-
Initialize neural network policy π_θ
-
For each round n:
a. Generate sequences using π_θ
b. Evaluate with oracle function f(x)
c. Update π_θ using PPO
d. Train surrogate models on accumulated data
e. If reliable models exist:
- Generate additional sequences using π_θ
- Predict rewards using surrogate ensemble
- Update π_θ using predicted rewards
-
Return optimized policy π_θ
The neural network serves as the generative policy that learns to create biological sequences. It's an autoregressive model that:
- Uses character embeddings and positional encoding to understand sequence context
- Has two heads: a policy head (predicts next token probabilities) and a value head (estimates sequence quality)
- Generates sequences token-by-token using a sliding context window
- Gets updated using PPO (Proximal Policy Optimization) based on rewards
The surrogate models act as cheap approximations of the expensive oracle function.
- Maintains a diverse ensemble of models (Random Forest, Gradient Boosting, KNN, Ridge regression)
- Converts sequences to one-hot encoded feature vectors
- Uses cross-validation to select only reliable models (score ≥ threshold)

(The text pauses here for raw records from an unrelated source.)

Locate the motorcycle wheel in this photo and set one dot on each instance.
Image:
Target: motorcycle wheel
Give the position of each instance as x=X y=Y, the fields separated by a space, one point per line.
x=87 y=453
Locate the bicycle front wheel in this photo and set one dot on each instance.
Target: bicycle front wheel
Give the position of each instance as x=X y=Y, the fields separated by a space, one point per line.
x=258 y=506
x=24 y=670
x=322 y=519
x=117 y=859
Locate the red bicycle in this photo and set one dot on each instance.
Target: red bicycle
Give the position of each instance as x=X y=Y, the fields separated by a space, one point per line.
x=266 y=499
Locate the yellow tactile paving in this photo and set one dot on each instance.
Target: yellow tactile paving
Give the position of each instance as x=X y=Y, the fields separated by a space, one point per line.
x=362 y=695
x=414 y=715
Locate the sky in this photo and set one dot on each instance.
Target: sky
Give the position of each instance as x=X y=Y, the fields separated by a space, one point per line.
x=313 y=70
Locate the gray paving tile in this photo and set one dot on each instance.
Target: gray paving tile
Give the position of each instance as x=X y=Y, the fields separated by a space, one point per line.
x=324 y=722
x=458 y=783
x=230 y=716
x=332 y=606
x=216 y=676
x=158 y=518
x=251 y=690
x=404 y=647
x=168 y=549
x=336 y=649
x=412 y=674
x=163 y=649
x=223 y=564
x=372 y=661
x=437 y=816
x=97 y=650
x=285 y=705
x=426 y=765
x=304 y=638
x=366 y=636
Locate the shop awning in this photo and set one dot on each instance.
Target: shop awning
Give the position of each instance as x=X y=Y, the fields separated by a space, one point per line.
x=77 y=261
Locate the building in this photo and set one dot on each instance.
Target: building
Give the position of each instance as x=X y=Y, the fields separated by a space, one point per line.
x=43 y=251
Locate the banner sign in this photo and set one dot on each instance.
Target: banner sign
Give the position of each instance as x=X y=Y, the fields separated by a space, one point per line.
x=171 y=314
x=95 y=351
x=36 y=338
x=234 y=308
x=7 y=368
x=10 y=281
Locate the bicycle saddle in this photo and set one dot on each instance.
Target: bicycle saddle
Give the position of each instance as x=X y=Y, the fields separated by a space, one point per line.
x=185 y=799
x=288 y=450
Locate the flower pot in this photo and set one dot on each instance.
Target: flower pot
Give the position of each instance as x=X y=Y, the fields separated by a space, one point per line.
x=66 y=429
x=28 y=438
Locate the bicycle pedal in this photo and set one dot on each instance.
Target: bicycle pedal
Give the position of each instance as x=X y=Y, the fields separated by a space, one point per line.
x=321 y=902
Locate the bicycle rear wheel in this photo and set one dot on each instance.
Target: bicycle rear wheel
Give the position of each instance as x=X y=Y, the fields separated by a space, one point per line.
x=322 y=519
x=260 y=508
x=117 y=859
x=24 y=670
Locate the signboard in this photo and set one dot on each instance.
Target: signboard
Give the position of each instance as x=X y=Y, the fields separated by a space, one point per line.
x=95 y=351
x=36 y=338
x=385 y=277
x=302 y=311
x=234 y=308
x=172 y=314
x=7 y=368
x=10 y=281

- Combines predictions through ensemble averaging
Alternating training phases:
- Oracle Phase: Neural network generates sequences → Oracle evaluates them → Policy updates with PPO
- Model Phase: If surrogate models are reliable → Generate more sequences → Predict rewards with surrogates → Additional policy updates (no oracle needed)
This creates a powerful feedback loop where the neural network learns to generate increasingly better sequences while the surrogate models provide sample-efficient training by reducing expensive oracle calls.
The Core Problem: Classical RL uses lookup tables (Q-tables) to store values for every possible state-action pair. This works for simple problems like tic-tac-toe but completely breaks down for complex environments with millions or infinite states.
The Solution: Neural networks can approximate complex functions from high-dimensional inputs, allowing RL to scale to real-world problems.
Situation 1: Car 10 feet ahead → Brake
Situation 2: Car 20 feet ahead → Maintain speed
Situation 3: Traffic light yellow → Slow down
...
Problem: You'd need to write down EVERY possible situation! That's impossible.
Instead of a cheat sheet, you learn general rules:
"If something is close, be careful"
"If the light is red, stop"
"If the road curves, turn the wheel"
Neural Network = The "Smart Brain"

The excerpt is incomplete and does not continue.